Chris Gayle had criticised the board for leaving him in the lurch when he was recovering from injuries Getty Images

By Ashish Shukla

Kingston (Jamaica): June 16, 2011

Rebel West Indian cricketer Chris Gayle’s hopes of making it to the Test squad for the three-match series against India went up in smoke after a stormy meeting with WICB.

Not only the Test series starting June 20, Gayle, in fact, has put his entire career in jeopardy after he declined the West Indies Cricket Board’s request to retract the comments he made during a radio interview last month against it.

Gayle had criticised the board for leaving him in the lurch while he was recovering from injuries in the controversial interview.

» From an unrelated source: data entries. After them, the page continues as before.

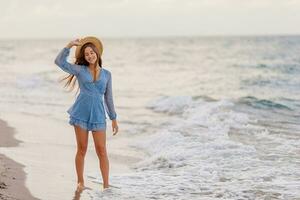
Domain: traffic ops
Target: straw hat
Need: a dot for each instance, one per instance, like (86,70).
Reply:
(92,40)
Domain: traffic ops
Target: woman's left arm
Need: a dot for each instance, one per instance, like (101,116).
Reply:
(109,104)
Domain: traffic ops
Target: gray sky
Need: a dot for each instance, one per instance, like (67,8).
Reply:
(143,18)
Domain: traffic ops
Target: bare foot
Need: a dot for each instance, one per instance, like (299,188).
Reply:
(80,187)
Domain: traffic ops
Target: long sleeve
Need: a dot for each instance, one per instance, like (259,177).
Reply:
(61,61)
(108,99)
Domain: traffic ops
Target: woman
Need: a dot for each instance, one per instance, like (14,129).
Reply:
(88,113)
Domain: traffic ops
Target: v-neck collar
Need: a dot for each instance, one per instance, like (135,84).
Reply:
(91,75)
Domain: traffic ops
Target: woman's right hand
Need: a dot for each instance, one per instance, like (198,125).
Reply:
(73,43)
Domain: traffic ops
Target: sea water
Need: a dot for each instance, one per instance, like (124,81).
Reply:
(199,117)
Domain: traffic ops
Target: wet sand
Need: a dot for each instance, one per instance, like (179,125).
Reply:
(12,175)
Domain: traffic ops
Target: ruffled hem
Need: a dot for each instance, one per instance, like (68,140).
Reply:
(87,125)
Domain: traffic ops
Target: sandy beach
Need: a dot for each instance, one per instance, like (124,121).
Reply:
(12,176)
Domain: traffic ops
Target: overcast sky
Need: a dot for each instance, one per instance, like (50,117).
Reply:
(144,18)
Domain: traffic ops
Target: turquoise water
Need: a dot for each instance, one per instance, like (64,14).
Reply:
(217,117)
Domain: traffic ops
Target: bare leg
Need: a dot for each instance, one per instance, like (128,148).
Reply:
(100,146)
(82,143)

In Wednesday’s four-hour long meeting, Gayle was accompanied by Dinanath Ramnarine, president of the West Indies Players Association (WIPA) and vice-president Wavell Hinds, while the WICB was represented by its CEO Earnest Hilaire, cricket director Tony Howard, head coach Ottis Gibson and manager Richie Richardson.

A source privy to the developments inside said the meeting turned out to be so acrimonious that Ramnarine at one stage was close to assaulting Hilaire.

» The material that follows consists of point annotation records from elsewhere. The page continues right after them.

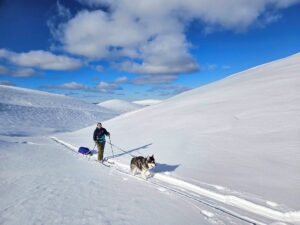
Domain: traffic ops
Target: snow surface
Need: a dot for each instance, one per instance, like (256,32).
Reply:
(120,106)
(241,133)
(26,112)
(147,102)
(227,153)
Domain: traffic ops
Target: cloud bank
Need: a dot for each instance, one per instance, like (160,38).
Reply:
(41,60)
(149,37)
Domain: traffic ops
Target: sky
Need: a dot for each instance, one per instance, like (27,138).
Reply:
(96,50)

The ongoing tussle between WIPA and WICB turned ugly before the start of Indian Premier League as Gayle, according to sources, wanted to commit himself to West Indies cricket only if the board was willing to compensate him for the money he was being offered in the IPL.

The money offered to Gayle by Royal Challengers Bangalore was USD 800,000.

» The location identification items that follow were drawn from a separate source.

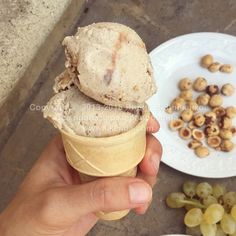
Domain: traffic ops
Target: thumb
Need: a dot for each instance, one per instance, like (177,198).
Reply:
(107,194)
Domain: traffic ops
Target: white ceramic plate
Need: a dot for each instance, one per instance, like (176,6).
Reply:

Another major issue was that the WICB did not consider Gayle for captaincy because he did not sign the retainer contract with the board, while the player felt his not signing the contract shouldn’t have affected his captaincy.

The board, however, was adamant that it is important for a player to be part of the retainer contracts to be named captain.

Gayle was not immediately available for comments while Ramnarine too left the meeting in a huff.

During the meeting, WIPA wanted the WICB to facilitate the left-hander’s return to the national team and to treat the comments made by the batsman in an interview to a Jamaican radio channel as his personal opinion.

WICB, on their part, believed that Gayle had overstepped his brief and needed to retract his statement to restore the board’s dignity.

No further meeting between Gayle and the WICB is scheduled as of now.

An official present during the meeting revealed that despite marathon discussions, the two parties could not reach any decision.

“At the end of it all, there was no decision, and the little chance of Gayle playing in the series has now evaporated,” the official was quoted saying by The Trinidad Express.

“The players obviously, wanted the WICB to agree to Gayle’s unconditional return, and accept the fact that the comments he made were in the past, and the WICB should forget the issue, and move on,” he added.

The official said the WICB is adamant that Gayle’s comments were derogatory and the star batsman should explain himself.

“But the WICB felt that he had denigrated the Board, the coach, other officials, and West Indies cricket, and should not expect to walk straight back into the side without explaining himself,” he said.